Tuesday, September 27, 2005

Welcome to my burned up work world. Yes, it's the land of ugliness but filled with rebirth (and ash grey undies). Pant legs become filled with oils from the sticky and pungent bear clover, stickers from an ever-present plant that has seeds that cling to almost everything and the ash/dust combination that penetrates and sticks to our perspiration-coated legs. In some areas, trees were literally incinerated, leaving needleless snags and sterilized soils. In other areas, the fire benefitted the forest, killing off smaller trees that really didn't belong there in the first place, due to decades of fire suppression. Many streams have renewed flows, because the overstocked stands of trees that depleted ground water now have much fewer to zero trees taking up water.

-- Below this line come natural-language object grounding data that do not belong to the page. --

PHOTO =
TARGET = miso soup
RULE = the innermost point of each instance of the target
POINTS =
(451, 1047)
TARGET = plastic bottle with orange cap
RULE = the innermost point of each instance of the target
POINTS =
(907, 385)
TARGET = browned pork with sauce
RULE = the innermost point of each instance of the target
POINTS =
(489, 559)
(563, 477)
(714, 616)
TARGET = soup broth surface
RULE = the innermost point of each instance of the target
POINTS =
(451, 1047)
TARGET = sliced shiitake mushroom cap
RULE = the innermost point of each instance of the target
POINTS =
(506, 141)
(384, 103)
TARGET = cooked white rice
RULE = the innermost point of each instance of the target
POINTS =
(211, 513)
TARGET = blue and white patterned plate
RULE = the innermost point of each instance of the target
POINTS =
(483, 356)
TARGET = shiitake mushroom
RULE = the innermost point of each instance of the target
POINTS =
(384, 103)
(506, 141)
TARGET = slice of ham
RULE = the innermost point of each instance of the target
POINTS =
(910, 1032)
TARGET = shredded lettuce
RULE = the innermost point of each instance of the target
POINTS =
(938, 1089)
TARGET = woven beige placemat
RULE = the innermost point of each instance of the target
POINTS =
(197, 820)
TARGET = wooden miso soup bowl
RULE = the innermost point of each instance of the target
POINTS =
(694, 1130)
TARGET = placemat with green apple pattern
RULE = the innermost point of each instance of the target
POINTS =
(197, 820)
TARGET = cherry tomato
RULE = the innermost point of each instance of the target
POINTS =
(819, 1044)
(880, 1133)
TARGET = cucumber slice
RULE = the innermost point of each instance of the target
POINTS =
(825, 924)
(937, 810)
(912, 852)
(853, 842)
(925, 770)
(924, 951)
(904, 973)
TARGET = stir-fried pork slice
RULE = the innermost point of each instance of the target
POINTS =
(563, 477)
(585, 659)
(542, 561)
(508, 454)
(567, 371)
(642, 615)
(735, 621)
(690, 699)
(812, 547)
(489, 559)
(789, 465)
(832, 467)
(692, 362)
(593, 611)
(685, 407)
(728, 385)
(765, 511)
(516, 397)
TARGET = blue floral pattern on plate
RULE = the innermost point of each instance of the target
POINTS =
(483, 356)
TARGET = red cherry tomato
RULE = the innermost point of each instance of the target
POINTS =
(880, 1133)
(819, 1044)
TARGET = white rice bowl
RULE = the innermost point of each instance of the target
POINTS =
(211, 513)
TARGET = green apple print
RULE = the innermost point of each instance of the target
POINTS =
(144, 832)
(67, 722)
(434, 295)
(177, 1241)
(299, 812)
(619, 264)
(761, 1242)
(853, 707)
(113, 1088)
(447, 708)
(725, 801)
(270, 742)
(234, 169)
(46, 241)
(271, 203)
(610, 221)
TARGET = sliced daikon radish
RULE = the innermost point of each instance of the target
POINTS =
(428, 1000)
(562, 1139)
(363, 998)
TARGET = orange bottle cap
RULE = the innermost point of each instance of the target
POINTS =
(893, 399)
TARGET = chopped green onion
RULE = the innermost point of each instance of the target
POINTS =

It IS important that we reduce large amounts of these dead trees, to prevent the inevitable future fires from sterilizing soils, causing significant erosion and allowing brush species to dominate for decades. Careful planning is only allowing about 50% of this medium-sized to be salvage logged. Snag patches are set aside for wildlife, such as black-backed woodpeckers and flickers to thrive on. Long-neglected roads are being fixed so that they don't erode and supply sediment to already impacted streams and rivers. Many good things are being done with the dollars generated from the timber off this project.
It certainly is a challenge for me to balance the issues and impacts and I am doing my best to serve the American public. I definitely try and distance myself from the timber industry's wants and demands. It's a fine line between "restoration" and "opportunism".